Chapter 13

Chapter 13 is titled “saving, investment, and the financial system” and introduces the financial institutions in the US economy, which consists of financial markets, such as bonds and stocks, and financial intermediaries, such as banks and mutual funds. It also discusses saving and investment in the national income accounts and the market for loaning funds and its three policies, saving incentives, investment incentives, and government budget deficits and surpluses.

Private saving is the amount that households have left after paying for taxes and consumption. Saving is made up of private and public saving and equals investment, therefore a change in private saving would change the amount that investment must be. It is important for individuals to save in an economy because saving is a long-run determinant of a nation’s productivity, which would mean more resources would be available or capital accumulation, GDP would grow more rapidly and eventually citizens would enjoy a higher standard of living. Public policies, such as tax policies, negatively affect savings rates because people are discouraged to save since their income is taxed. If there was reform of the tax laws, as policy 1: saving incentives, states of the market for loaning funds, this would encourage greater savings and as a result there would be lower interest rates and greater investment. Government budget deficits means there is an excess in spending over tax revenue, and causes interest rates and investment to fall because it reduces national saving.

Crowding out is a decrease in investment that results from government borrowing.
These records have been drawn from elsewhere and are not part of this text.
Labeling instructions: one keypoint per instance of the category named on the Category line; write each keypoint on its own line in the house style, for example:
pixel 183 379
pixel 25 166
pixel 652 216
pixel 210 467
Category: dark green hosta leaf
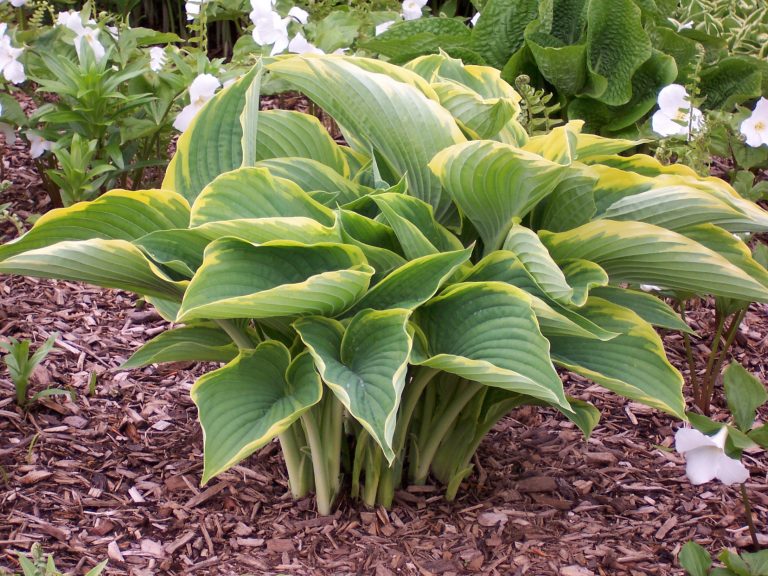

In an article titled “Trump tax cuts: a little good old-fashioned crowding out,” the author, Dean Baker, a senior economist at the Center for Economic and Policy Research, expresses how big of a problem really is. He explains how this leads to increased interest rates which reduces demand in interest sensitive sectors and makes US goods less competitive internationally, which leads to a larger trade deficit and also reduces demand. This article shows that the biggest challenge is finding a way to reverse and to prevent crowding out. While keeping interest rates low would be preferable, and would reduce unemployment, this could result in very high inflation. The article focuses mostly on housing and the effect that crowding out has on it, that homes are not affordable anymore due to high mortgage interest rates or because they decide to pay more that they have less money to invest or spend on other things. Especially after reading this article I find crowding out to be a big problem because of the result it has on so many sectors of the economy and even other economies in the world that can cause permanent damage.